O Ministério da Saúde informou que, além dos 240 mortos, é também alarmante o número de 607 feridos resultantes de ataques israelitas desde o início da trégua. Durante as operações de busca no território, devastado por dois anos de conflito, foram encontrados 511 corpos.
O total de mortos desde o início da ofensiva israelita na Faixa de Gaza, a 7 de Outubro de 2023, ascende agora a 68.872, enquanto o número de feridos ultrapassa os 170.677. A maioria das vítimas identifica-se como mulheres e crianças, segundo as estatísticas do ministério palestiniano.
Nos últimos três semanas, muitos dos ataques israelitas concentraram-se nas proximidades da chamada Linha Amarela, zona da qual o exército israelita recuou parcialmente durante a primeira fase do cessar-fogo.
Ainda hoje, um drone israelita provocou a morte de uma pessoa e deixou outra ferida num ataque dirigido a um grupo de indivíduos a leste do bairro de Shujaiya, na cidade de Gaza, que se encontra dentro da Linha Amarela, conforme indicado pela agência de notícias palestiniana Wafa.
Israel justifica que tem o direito de abrir fogo contra os palestinianos que se aproximam da referida linha, onde as suas tropas estão posicionadas, embora muitos palestinianos desconheçam a existência desta fronteira.

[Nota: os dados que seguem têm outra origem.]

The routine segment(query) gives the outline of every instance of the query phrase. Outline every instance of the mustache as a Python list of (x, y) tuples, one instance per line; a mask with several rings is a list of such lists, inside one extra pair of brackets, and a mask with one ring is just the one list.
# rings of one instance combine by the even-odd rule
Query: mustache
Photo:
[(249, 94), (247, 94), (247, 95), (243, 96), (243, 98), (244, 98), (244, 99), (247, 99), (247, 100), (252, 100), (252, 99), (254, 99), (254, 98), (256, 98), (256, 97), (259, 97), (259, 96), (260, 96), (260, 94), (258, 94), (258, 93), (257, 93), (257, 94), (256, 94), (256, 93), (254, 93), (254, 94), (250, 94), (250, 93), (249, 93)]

No âmbito do cessar-fogo, o Hamas entregou os últimos 20 reféns vivos que mantinha no enclave, além de 20 dos 28 que foram confirmados como mortos, alegando dificuldades em localizar os corpos. Em contrapartida, Israel libertou quase dois mil prisioneiros palestinianos e entregou 270 corpos.
A primeira fase do acordo, mediado pelos Estados Unidos, Egito, Qatar e Turquia, inclui a retirada parcial das forças israelitas do enclave e a facilitação de ajuda humanitária ao território. A etapa seguinte, ainda por definir, prevê a continuação da retirada israelita, o desarmamento do Hamas e a futura reconstrução e governação da região.
A escalada de violência na Faixa de Gaza teve início após os ataques liderados pelo Hamas em 7 de Outubro de 2023, no sul de Israel, que resultaram na morte de cerca de 1.200 pessoas e 251 reféns. Em resposta, Israel lançou uma operação militar em grande escala, levando à morte e ferimentos de milhares, bem como à destruição de quase todas as infraestruturas do território e ao deslocamento forçado de centenas de milhares de pessoas.